If there’s one thing that Sage riders like to do, it’s ride a long way. Just this weekend at Belgian Waffle Ride in San Diego we saw both Barlows and Skylines taking on the 132 mile course. Riding this far, especially on technical gravel, comes with its own set of challenges. You need to get in a lot of fuel for those hard climbs, but carrying and consuming enough can be tricky when you are bumping around on dirt.
BWR was 132 miles, next month’s Dirty Kanza is 200. It turns out that 200 miles is a lot further than 132 and if you make a few nutrition mistakes, a double century can really suck. We canvassed a few of our sponsored riders to see what their tips were for eating for the longest day in gravel. Even if you’re not hitting any 200 mile races this month, there is plenty that we can all learn about how to eat to compete.

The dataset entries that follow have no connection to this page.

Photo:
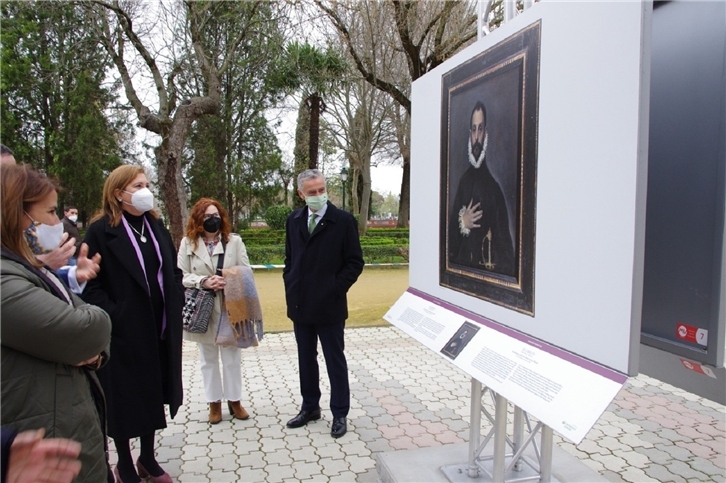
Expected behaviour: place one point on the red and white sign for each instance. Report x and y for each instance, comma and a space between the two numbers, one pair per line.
692, 333
696, 367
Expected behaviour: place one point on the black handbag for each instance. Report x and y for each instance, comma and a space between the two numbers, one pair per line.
199, 304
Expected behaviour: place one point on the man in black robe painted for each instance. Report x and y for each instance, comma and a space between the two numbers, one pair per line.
479, 235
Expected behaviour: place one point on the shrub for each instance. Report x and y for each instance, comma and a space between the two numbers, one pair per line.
275, 216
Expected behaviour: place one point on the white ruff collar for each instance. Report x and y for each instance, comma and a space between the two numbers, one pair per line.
477, 162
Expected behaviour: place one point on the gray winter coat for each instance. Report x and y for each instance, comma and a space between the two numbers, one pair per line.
43, 337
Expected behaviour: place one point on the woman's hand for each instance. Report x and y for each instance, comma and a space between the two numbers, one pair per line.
37, 460
215, 282
88, 268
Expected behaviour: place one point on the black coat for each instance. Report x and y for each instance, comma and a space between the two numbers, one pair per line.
144, 371
479, 186
320, 267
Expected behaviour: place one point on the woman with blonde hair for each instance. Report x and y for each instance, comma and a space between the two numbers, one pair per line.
207, 239
52, 342
139, 285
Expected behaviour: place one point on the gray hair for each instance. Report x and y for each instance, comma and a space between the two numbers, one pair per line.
306, 175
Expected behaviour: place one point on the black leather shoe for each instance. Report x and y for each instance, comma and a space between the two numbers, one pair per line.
339, 427
303, 418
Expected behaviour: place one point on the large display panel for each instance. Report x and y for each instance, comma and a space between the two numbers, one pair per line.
587, 190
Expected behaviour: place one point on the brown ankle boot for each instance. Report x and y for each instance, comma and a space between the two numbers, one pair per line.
215, 412
236, 410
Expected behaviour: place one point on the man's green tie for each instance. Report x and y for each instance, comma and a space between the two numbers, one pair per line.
312, 224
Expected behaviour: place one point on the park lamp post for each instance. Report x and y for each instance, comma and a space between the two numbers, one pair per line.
344, 178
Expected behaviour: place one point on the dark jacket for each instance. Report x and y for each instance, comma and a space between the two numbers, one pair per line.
145, 371
43, 337
320, 267
72, 230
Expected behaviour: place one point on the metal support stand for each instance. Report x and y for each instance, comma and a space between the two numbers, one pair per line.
500, 465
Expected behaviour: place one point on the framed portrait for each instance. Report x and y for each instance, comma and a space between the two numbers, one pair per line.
488, 173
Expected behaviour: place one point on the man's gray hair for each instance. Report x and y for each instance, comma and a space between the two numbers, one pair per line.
306, 175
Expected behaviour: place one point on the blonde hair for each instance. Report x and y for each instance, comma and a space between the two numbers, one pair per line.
20, 187
118, 179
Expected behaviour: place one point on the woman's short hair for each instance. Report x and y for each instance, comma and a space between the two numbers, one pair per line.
20, 187
195, 223
111, 207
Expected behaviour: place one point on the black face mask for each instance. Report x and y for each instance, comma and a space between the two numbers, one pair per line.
212, 225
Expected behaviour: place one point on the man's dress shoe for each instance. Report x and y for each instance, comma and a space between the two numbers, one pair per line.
338, 428
303, 418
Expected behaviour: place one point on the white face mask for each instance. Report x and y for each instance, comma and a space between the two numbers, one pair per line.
43, 238
142, 200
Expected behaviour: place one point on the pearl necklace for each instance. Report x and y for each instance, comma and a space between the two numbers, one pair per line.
141, 235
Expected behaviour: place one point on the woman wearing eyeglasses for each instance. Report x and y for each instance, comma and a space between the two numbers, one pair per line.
207, 238
140, 287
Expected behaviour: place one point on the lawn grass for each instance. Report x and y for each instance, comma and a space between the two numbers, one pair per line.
368, 300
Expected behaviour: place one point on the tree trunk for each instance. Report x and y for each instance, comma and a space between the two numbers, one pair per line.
404, 203
366, 196
168, 165
353, 183
314, 103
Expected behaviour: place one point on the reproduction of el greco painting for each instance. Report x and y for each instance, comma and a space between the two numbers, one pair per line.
489, 172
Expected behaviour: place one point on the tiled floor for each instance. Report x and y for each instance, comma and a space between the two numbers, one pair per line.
405, 396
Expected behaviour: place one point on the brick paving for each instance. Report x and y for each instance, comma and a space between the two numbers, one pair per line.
404, 396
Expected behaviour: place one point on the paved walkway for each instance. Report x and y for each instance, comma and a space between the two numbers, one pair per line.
405, 396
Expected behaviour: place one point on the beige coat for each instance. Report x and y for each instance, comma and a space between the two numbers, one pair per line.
197, 264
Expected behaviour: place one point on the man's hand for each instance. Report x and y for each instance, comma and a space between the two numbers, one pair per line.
37, 460
94, 362
87, 268
215, 282
470, 215
59, 257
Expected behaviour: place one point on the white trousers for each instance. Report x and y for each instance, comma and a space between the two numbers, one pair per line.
216, 386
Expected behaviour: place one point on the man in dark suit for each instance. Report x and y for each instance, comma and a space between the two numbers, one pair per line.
323, 259
70, 221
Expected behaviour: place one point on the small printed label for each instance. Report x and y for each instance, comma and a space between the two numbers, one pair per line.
692, 333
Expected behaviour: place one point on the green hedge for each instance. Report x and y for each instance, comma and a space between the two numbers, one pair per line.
371, 254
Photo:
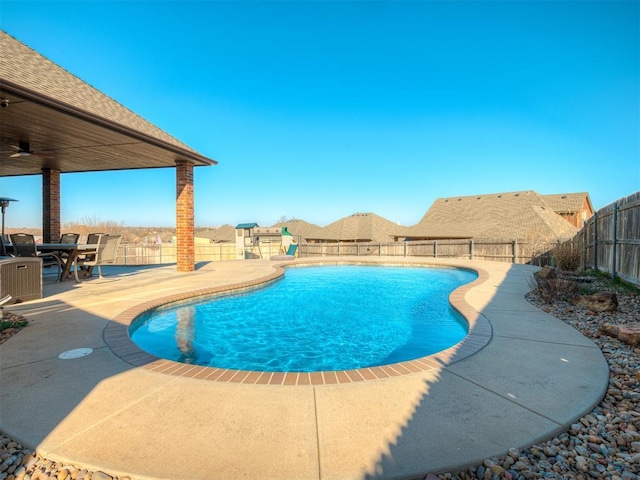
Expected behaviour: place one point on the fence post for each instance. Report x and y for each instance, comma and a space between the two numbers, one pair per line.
595, 241
584, 246
615, 240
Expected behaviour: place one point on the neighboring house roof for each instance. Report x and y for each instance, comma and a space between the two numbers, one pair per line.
300, 228
513, 215
224, 233
78, 127
364, 227
568, 202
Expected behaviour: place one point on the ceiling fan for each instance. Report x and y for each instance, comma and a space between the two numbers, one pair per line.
23, 150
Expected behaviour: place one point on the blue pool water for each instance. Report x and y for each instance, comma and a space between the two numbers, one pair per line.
315, 318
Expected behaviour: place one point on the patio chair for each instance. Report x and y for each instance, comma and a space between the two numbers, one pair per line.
4, 243
24, 245
106, 253
67, 238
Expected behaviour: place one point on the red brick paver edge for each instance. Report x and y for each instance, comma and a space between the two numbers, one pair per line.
116, 337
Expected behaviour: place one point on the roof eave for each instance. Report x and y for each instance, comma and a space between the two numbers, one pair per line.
36, 97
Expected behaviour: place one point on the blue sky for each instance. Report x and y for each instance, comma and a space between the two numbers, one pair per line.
320, 109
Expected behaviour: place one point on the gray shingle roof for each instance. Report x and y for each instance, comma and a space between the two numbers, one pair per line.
568, 202
224, 233
364, 227
23, 66
514, 215
67, 125
300, 228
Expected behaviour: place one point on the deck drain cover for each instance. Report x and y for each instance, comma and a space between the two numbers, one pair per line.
75, 353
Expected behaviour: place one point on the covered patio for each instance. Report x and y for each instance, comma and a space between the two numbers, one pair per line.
51, 123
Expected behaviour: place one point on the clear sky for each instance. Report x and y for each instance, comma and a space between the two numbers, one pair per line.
320, 109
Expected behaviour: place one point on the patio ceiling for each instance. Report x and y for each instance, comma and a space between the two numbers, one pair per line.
69, 126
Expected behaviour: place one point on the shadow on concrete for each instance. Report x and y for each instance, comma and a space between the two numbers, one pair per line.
511, 393
534, 378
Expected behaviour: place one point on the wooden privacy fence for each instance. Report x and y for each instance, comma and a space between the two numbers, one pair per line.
610, 240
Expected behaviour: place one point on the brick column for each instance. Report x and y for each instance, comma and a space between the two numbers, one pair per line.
185, 216
50, 205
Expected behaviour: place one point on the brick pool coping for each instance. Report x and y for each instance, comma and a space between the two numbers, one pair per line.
116, 336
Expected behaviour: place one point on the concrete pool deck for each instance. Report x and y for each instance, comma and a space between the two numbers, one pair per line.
524, 378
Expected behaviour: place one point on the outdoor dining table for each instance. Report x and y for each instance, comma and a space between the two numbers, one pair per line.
73, 250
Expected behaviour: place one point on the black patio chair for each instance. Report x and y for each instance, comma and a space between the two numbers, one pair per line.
24, 245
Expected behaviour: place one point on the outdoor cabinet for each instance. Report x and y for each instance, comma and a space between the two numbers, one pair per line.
21, 278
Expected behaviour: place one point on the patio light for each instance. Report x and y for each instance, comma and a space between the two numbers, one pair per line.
4, 203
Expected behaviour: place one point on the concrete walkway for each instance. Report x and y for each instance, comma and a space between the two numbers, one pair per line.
533, 378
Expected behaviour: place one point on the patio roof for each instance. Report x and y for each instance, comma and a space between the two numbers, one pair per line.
64, 124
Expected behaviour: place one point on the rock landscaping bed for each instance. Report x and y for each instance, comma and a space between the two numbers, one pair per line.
604, 444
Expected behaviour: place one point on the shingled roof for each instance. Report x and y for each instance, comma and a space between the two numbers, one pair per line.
513, 215
360, 227
222, 234
568, 202
70, 126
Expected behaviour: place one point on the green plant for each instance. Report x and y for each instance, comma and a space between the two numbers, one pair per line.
616, 284
553, 289
569, 259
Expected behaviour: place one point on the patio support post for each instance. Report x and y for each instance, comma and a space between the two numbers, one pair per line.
50, 205
185, 216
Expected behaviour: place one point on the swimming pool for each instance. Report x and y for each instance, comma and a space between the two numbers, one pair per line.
314, 319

First of all, the number one rule of sports nutrition is TEST IT, Try Everything Several Times In Training. That means that whatever you do, know what works for you and test it in race paced efforts before the big day. Try and work out how many calories you need per hour on long rides, and make sure to eat foods low in fat and high in carbs. Most people find themselves settling between 200 and 400 calories an hour, which can be anything from less than 50 to 100 grams of carbs. Try something in the middle, say 300 calories and 60g of carbs, and if you bonk then you know you need more food.
Where those carbs come from is also important. In hard efforts or on hot days it is difficult to process anything but the simplest of carbohydrates, something which Sage Owner Dave Rosen found out at BWR this year. “Instead of putting jet fuel in my gas tank, I put unleaded fuel from Arco and I suffered because of it.” Dave loves Hostess Zingers, and figured they’d be a great source of sugar and sodium for a long ride, the problem was that they pack a whole lot of other stuff which his body wasn’t keen on digesting as he put out hard efforts on a hot day. After eating two of his Zingers, Dave was in a bad way “ the second one pushed me into uncharted territory in terms of borderline passing out on the climb due to my body having trouble breaking down the bad stuff in the Zingers. I had 10 of them stuffed into my feedbag and I threw 8 of them out.” After stopping and re-assessing, Dave switched to more simple fuel sources for the rest of the ride, relying mostly on gels and electrolyte drink. After 60 miles of nothing but very sweet gels, he was in trouble again, and was able to get down a Fig Newton and a few bites of a bagel. This got him to the end, but it wasn’t anywhere near as much fun as he could have had. “The training I did for the race was correct, but my nutrition was so bad that it negated everything I had done in preparation.”
We asked Sage sponsored athletes Anna Grace Christiansen and Jacob Rathe what they turn to in long hard efforts. Anna likes to stick to real food and lots of sodium, among her go-to’s are V8 drinks, olives, nutella/butter/peanut butter sandwiches, pickles or pickle juice (in the feeds) and salt tabs every two hrs or so. To offset this high sodium consumption she takes care to hydrate, “last year at Kanza I I had plain water in my camelbak and scratch or half coke/half water in my bottles.”
Jacob also makes sure to get in enough salt, he loves potato chips five hours into a big day. He also stocks up on simple sugars to keep fuel coming in without taxing his digestive system “ I just rely on a steady stream of Haribo, Gummy Bears and Swedish Fish” he told us. Eventually, on a long training ride when you just need to get home, he’ll even drink a beer.
So what are the take homes from our three riders here? Firstly the importance of trying your fuel out in race-like training conditions and know what works for you. If you find out that what you are using in races turns on you, get simple sugars in you however you can. Gels, gummy candy, and soda are all great options that our riders suggested and that you can find easily on the course of any race or at gas stations. You should try different foods, especially if you know your target event will have those foods on offer. Don’t be afraid to experiment, just don’t do it on race day. If there are treats you want to eat, but you’re not used to eating them on the bike, save them for after the race when you’ll know you’ve earned them and can enjoy them without sweat on your hands and dirt in your teeth.